In an interview with the Daily Graphic on the sidelines of a high-level dialogue on good corporate governance in Accra on Wednesday, November 28, 2018, Mrs Oware said the provision of a digital address would turn into the new prerequisite for the enlistment of organizations.

That, she said was “on the grounds that the GPS system will demonstrate the MMDA where the business is found, with the goal that neighborhood government authorities can development and give a business working permit”.

New Companies Act

She also indicated that the current Companies Act, 1963, would be replaced with another one before the year’s over, a move that was adapted towards evacuating bottlenecks in the old system and making things less demanding, moving forward.

For example, she said the new routine would set up the Office of the Registrar-General and make it an independent body to work legitimately.

“The bill for the new Companies Act has been endorsed by Cabinet, and additionally the Committee on Constitutional and Legal Affairs of Parliament.

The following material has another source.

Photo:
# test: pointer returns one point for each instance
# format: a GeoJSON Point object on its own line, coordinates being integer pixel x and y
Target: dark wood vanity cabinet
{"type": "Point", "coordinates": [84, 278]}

We have done the condition to-statement perusing and the bill is presently with the Ministry of Justice to be sent back to the floor of Parliament for the second and third readings.

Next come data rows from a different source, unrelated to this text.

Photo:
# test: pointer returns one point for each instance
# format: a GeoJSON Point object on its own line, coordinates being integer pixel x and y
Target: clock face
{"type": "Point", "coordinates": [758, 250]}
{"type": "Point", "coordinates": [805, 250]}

“We are believing that it will be passed into law before the year’s over,” she said.

Mrs Oware said one of the exceptional highlights of the new demonstration was the arrangement made in it for the foundation of the Office of the Registrar of Companies which was to be financial independent.

She said that office would be taken out from the Registrar-Generals’ Department and be made a self-sufficient body with a board drawn from skilled elements, for example, the Ministry of Justice, the Ghana Bar Association (GBA), the scholarly community and the Institute of Chartered Accountants, Ghana (ICAG).

“There are a great deal of reformatory and authorization instruments in the bill also, so the Office of the Registrar will guarantee that due strategy is pursued for effective business conduct,” she said.

She said the new act would, among other things, do away with commissioners of oath, minimum equity requirement and requirements for objects of registration.

“The Companies Bill has also discarded the provision of a constitution as a prerequisite for enrolling a business and this will encourage the enlistment procedure.

“The demonstration will also guarantee that the Inspectorate Division of the Registrar-General’s Department will be patched up to go out to uphold controls under the Companies Act,” she said.

Goro Boys

The Chief Executive Officer (CEO) of the Private Enterprises Federation (PEF), Nana Osei-Bonsu, wailed over the negative impacts the third parties, prominently called “goro young men”, had on the enrollment of organisations, saying that the time had come to bargain conclusively with the circumstance.

“If the rules of engagement at the Registrar-General’s Department were efficient and service delivery up to speed, the ‘goro boys’ would not be operating and making money from the public,” he said.

He approached individuals holding places of trust to see those workplaces thusly and act in manners that would not block the conveyance of services to the public.